While referral to the ICC appears to represent a viable option for the prosecution of ISIL members, there are a number of obstacles that would have to be overcome. Most notably, neither Syria nor Iraq are party to the Rome Statute and the court does, therefore, not have territorial jurisdiction over the situation in these states. The ICC may, however, exercise jurisdiction if (a) the UN Security Council acting under UN Charter Chapter VII powers refers the situation, (b) the ICC prosecutor (soon to be former UNITAD head Karim Khan) initiates an investigation proprio motu, or (c) if a state party whose nationality the suspect holds accepted the jurisdiction of the ICC. While ISIL constitutes a ‘threat to international peace and security’ as affirmed by UN Security Council resolution 2253 (2015), the first scenario is unlikely due to the unwillingness3 of some Security Council members, namely Russia and China, to refer the situation to the ICC. This would also open the door for investigations into actors other than ISIL active in the conflict, including anti-ISIL coalition members. With respect to the second scenario, ICC Prosecutor Fatou Bensouda, in 2015, issued a statement4 expressing reluctance to initiate investigations as the court’s purpose is to prosecute the most serious crimes, which have been committed by Syrian and Iraqi nationals. She also emphasized that ultimately the decision of non-party states to accept jurisdiction is independent of the court. The third scenario, which would infer personal jurisdiction over crimes committed by citizens of states that are party to the Statute, is also unlikely due to the complementarity principle. Lastly, referral to the ICC also poses serious operational and financial challenges to prosecuting a high number of suspects given the enormous resources that would be required.
In light of the political and operational challenges in pursuing justice through the ICC, the establishment of an ad hoc regional criminal tribunal may offer another avenue to hold ISIL members accountable for their crimes. For instance, the Swedish government hosted a high-level meeting5 to explore the possibility of such a regional tribunal and introduced legislation that would allow its government to assist other actors, such as UNITAD, seemingly seeking to avoid repatriation and to achieve prosecution of its nationals outside of the country.

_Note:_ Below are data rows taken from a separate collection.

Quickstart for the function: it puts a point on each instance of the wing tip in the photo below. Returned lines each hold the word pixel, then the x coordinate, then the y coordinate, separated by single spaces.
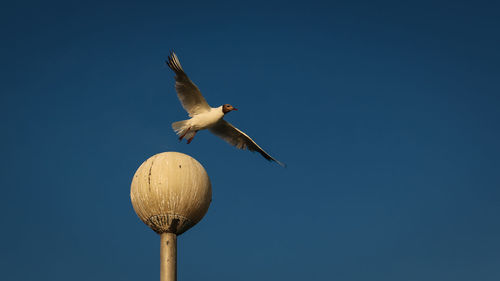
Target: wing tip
pixel 173 62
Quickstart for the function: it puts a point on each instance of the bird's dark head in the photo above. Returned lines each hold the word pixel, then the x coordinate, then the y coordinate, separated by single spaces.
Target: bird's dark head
pixel 227 108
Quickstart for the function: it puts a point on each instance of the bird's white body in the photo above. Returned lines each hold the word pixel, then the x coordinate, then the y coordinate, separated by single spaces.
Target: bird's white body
pixel 200 121
pixel 206 120
pixel 205 117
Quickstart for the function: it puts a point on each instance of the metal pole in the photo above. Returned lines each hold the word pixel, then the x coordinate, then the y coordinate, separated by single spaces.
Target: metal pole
pixel 168 256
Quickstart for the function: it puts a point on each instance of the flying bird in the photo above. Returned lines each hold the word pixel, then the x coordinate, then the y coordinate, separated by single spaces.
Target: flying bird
pixel 205 117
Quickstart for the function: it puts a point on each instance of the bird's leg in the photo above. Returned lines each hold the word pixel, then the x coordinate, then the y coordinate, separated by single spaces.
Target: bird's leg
pixel 191 138
pixel 183 135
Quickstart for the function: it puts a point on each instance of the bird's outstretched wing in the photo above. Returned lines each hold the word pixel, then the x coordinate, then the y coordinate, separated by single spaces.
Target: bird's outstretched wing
pixel 234 136
pixel 190 96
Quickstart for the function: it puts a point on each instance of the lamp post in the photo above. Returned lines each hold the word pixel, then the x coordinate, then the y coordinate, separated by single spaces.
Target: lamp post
pixel 170 193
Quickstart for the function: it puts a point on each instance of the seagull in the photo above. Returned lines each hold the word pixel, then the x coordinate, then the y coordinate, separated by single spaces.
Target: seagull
pixel 205 117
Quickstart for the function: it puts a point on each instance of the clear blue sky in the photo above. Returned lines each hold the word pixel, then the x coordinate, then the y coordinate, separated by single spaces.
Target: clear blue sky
pixel 387 114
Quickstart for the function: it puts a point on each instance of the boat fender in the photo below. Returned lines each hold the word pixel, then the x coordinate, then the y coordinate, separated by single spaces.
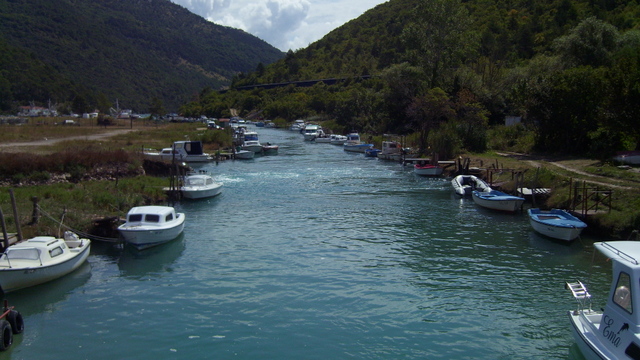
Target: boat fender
pixel 6 335
pixel 16 321
pixel 622 297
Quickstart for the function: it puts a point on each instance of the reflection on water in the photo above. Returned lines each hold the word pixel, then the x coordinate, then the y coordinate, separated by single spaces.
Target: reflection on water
pixel 46 297
pixel 153 261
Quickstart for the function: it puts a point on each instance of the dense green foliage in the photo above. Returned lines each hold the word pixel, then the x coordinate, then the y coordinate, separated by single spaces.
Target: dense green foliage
pixel 448 69
pixel 89 53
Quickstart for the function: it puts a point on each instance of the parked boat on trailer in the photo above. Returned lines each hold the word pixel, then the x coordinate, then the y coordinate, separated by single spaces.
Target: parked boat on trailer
pixel 497 200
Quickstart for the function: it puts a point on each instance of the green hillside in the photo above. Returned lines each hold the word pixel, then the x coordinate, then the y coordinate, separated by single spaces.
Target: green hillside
pixel 448 71
pixel 129 50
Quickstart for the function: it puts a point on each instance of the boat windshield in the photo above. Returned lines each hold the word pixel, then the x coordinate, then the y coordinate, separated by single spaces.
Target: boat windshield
pixel 195 181
pixel 135 217
pixel 28 254
pixel 152 218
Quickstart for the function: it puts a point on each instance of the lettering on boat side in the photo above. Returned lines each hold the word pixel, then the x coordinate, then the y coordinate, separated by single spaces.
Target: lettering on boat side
pixel 609 333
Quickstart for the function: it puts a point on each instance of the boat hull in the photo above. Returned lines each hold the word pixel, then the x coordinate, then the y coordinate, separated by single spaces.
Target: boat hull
pixel 428 171
pixel 245 154
pixel 496 200
pixel 201 192
pixel 357 148
pixel 12 279
pixel 143 237
pixel 584 334
pixel 253 148
pixel 463 185
pixel 556 224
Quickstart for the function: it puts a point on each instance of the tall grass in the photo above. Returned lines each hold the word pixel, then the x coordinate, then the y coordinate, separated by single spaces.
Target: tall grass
pixel 79 204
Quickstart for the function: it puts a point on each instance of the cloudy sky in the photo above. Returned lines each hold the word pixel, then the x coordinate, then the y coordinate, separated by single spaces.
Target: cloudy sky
pixel 285 24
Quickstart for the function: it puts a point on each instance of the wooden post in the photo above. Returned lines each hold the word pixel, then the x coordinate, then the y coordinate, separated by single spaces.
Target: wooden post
pixel 4 230
pixel 15 214
pixel 35 216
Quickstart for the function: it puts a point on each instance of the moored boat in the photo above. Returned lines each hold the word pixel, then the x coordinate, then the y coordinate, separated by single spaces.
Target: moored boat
pixel 556 223
pixel 354 144
pixel 250 142
pixel 463 185
pixel 183 151
pixel 338 139
pixel 391 150
pixel 371 152
pixel 41 259
pixel 312 131
pixel 613 331
pixel 270 149
pixel 199 186
pixel 148 226
pixel 497 200
pixel 424 169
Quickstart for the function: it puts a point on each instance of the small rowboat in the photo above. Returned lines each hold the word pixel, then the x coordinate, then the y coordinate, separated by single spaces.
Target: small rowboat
pixel 556 223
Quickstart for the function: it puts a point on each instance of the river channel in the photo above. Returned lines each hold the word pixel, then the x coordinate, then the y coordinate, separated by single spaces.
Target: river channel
pixel 317 253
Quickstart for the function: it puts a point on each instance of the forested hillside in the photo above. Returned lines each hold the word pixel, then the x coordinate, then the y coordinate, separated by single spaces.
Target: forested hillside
pixel 89 53
pixel 444 70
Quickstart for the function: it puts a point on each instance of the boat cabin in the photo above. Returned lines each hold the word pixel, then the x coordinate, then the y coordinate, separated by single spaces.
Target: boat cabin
pixel 613 333
pixel 40 250
pixel 391 147
pixel 189 147
pixel 198 180
pixel 151 215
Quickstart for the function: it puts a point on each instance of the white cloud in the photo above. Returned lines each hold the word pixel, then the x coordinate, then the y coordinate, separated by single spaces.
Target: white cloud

Mindful of ISIL’s ideological dimension, the possibility of the establishment of a ‘hybrid’ tribunal6 has been explored. The tribunal would draw on a combination of secular international criminal law and procedural rules and on relevant norms of Islamic international criminal law as its legal basis. Complementing the hybrid legal framework, it is proposed that the tribunal be situated in the Middle East and be composed of an equal share of practitioners of the Islamic legal tradition. Doing so would award the tribunal with greater legitimacy among Islamic communities and counter the narrative and misleading interpretation of Sharia law promoted by ISIL. ISIL claims that secular laws, including treaty law enshrined in the Geneva Conventions and Hague Conventions are the law of infidels (takfir). Islamic legal scholars have an important role in dispelling these claims and in emphasizing that the actions purportedly carried out in the name of Islam are in violations of the very principles of Islamic law they profess to adhere to.
Another proposal, which would focus on terrorism-related crimes, is the establishment of a treaty-based court7, whereby states whose nationals are implicated in such crimes “pool their jurisdiction” to form a tribunal. Jurisdiction in this case would be based on the active personality principle, allowing most states to prosecute their nationals for terrorism-related crimes under domestic law.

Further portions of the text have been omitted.